Tinderbox Forum

Capitalize Russian sentences with .capitalize

I tried to use .lowercase with Russian sentences. It worked, but I failed in capitalizing them to common sentence format. Is there some workaround?

I can replicate this with a note “ångstrom”. Use stamp:

$Name = $Name.uppercase;

I get “ÅNGSTROM”. Use stamp:

$Name = $Name.lowercase;

I get “ångstrom”. Apply this code:

$Name = $Name.capitalize;

I get “ångstrom”. Wrong! If I change the title to “angstrom” and reapply that code I get “Angstrom”

I’ve a hunch that the process is applying a 32 bit (character?) offset to the english A–Z letters. As shown below, with sets a capital:

By comparison å is ASCII character #134 and Å is character #143, which is not a 32 number difference. I don’t think there is a simple user workaround for this.

It’s not that simple, alas. We’ll investigate.

1 Like

Mark, thank you for the investigation. What surprises me is that .lowercase works perfectly with Russian characters while the reverse command .capitalize doesn’t.

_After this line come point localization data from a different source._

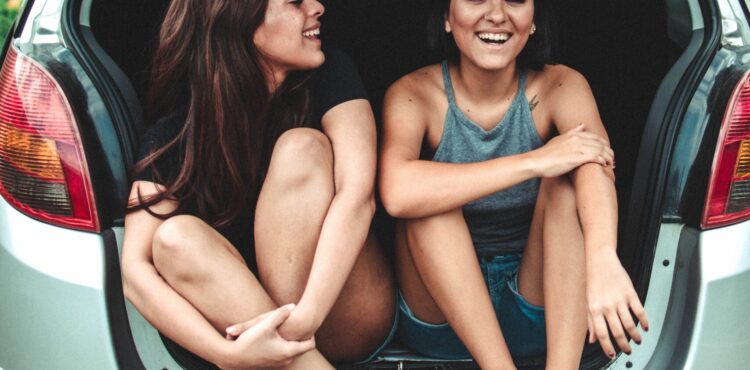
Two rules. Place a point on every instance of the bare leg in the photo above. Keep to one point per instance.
(552, 272)
(202, 266)
(440, 278)
(292, 207)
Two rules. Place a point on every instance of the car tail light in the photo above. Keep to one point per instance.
(43, 170)
(728, 199)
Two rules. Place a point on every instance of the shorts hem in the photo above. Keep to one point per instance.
(388, 338)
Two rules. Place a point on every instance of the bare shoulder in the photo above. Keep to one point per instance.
(560, 79)
(423, 87)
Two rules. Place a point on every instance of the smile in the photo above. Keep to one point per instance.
(312, 34)
(493, 38)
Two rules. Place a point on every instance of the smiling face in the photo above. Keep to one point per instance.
(288, 37)
(490, 33)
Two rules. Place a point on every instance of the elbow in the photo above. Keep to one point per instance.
(394, 204)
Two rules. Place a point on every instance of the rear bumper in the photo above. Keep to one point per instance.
(720, 338)
(53, 301)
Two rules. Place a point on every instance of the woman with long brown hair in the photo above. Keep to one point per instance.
(255, 191)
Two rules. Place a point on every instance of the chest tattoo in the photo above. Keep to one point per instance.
(533, 103)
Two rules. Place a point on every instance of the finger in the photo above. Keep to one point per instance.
(578, 128)
(602, 335)
(277, 317)
(297, 348)
(615, 327)
(627, 322)
(237, 329)
(639, 311)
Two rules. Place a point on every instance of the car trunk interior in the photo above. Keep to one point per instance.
(621, 46)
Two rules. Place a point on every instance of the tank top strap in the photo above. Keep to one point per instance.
(522, 83)
(448, 83)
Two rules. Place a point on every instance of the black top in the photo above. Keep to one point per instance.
(335, 82)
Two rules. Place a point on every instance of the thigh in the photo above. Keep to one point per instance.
(531, 270)
(411, 286)
(203, 266)
(364, 313)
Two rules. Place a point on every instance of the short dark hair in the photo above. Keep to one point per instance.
(535, 55)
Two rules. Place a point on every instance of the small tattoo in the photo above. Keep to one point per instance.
(533, 103)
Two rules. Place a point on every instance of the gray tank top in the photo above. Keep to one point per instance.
(499, 223)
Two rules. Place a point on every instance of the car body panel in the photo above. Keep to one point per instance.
(53, 307)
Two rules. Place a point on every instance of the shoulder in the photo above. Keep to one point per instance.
(423, 86)
(556, 79)
(558, 85)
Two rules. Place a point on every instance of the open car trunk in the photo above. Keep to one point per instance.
(622, 47)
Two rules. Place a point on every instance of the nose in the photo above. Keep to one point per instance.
(316, 9)
(496, 11)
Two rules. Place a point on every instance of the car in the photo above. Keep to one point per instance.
(671, 81)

Indeed, but as a non-programmer, I’ve no idea why!

1 Like

Looking at the code, .capitalize() does use an old library that knows nothing of Unicode and that only operates on Latin characters. Uppercase and Lowercase use more modern libraries that understand Unicode and locales. I expect that all of these will be modernized in the next release.